14  Nondeterminism

McCarthy’s nondeterministic operator amb [25434] is as old as Lisp itself, although it is present in no Lisp. amb takes zero or more expressions, and makes a nondeterministic (or “ambiguous”) choice among them, preferring those choices that cause the program to converge meaningfully. Here we will explore an embedding of amb in Scheme that makes a depth-first selection of the ambiguous choices, and uses Scheme’s control operator call/cc to backtrack for alternate choices. The result is an elegant backtracking strategy that can be used for searching problem spaces directly in Scheme without recourse to an extended language. The embedding recalls the continuation strategies used to implement Prolog-style logic programming [167], but is sparer because the operator provided is much like a Scheme boolean operator, does not require special contexts for its use, and does not rely on linguistic infrastructure such as logic variables and unification.

14.1  Description of amb

An accessible description of amb and many example uses are found in the premier Scheme textbook SICP [1]. Informally, amb takes zero or more expressions and nondeterministically returns the value of one of them. Thus,

(amb 1 2)

may evaluate to 1 or 2.

amb called with no expressions has no value to return, and is considered to fail. Thus,

(amb)
-->ERROR!!!amb tree exhausted

(We will examine the wording of the error message later.)

In particular, amb is required to return a value if at least one its subexpressions converges, i.e., doesn’t fail. Thus,

(amb 1 (amb))

and

(amb (amb) 1)

both return 1.

Clearly, amb cannot simply be equated to its first subexpression, since it has to return a non-failing value, if this is at all possible. However, this is not all: The bias for convergence is more stringent than a merely local choice of amb’s subexpressions. amb should furthermore return that convergent value that makes the entire program converge. In denotational parlance, amb is an angelic operator.

For example,

(amb #f #t)

may return either #f or #t, but in the program

(if (amb #f #t)
    1
    (amb))

the first amb-expression must return #t. If it returned #f, the if’s “else” branch would be chosen, which causes the entire program to fail.

14.2  Implementing amb in Scheme

In our implementation of amb, we will favor amb’s subexpressions from left to right. I.e., the first subexpression is chosen, and if it leads to overall failure, the second is picked, and so on. ambs occurring later in the control flow of the program are searched for alternates before backtracking to previous ambs. In other words, we perform a depth-first search of the amb choice tree, and whenever we brush against failure, we backtrack to the most recent node of the tree that offers a further choice. (This is called chronological backtracking.)

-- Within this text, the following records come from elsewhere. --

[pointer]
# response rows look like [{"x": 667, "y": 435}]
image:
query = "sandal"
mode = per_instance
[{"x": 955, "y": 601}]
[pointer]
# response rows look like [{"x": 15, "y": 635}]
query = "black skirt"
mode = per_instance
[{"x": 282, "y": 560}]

We first define a mechanism for setting the base failure continuation:

(define amb-fail '*)

(define initialize-amb-fail
  (lambda ()
    (set! amb-fail
      (lambda ()
        (error "amb tree exhausted"")))))

(initialize-amb-fail)

When amb fails, it invokes the continuation bound at the time to amb‑fail. This is the continuation invoked when all the alternates in the amb choice tree have been tried and were found to fail.

We define amb as a macro that accepts an indefinite number of subexpressions.

(define-macro amb
  (lambda alts...
    `(let ((+prev-amb-fail amb-fail))
       (call/cc
        (lambda (+sk)

          ,@(map (lambda (alt)
                   `(call/cc
                     (lambda (+fk)
                       (set! amb-fail
                         (lambda ()
                           (set! amb-fail +prev-amb-fail)
                           (+fk 'fail)))
                       (+sk ,alt))))
                 alts...)

          (+prev-amb-fail))))))

A call to amb first stores away, in +prev‑amb‑fail, the amb‑fail value that was current at the time of entry. This is because the amb‑fail variable will be set to different failure continuations as the various alternates are tried.

We then capture the amb’s entry continuation +sk, so that when one of the alternates evaluates to a non-failing value, it can immediately exit the amb.

Each alternate alt is tried in sequence (the implicit-begin sequence of Scheme).

First, we capture the current continuation +fk, wrap it in a procedure and set amb‑fail to that procedure. The alternate is then evaluated as (+sk alt). If alt evaluates without failure, its return value is fed to the continuation +sk, which immediately exits the amb call. If alt fails, it calls amb‑fail. The first duty of amb‑fail is to reset amb‑fail to the value it had at the time of entry. It then invokes the failure continuation +fk, which causes the next alternate, if any, to be tried.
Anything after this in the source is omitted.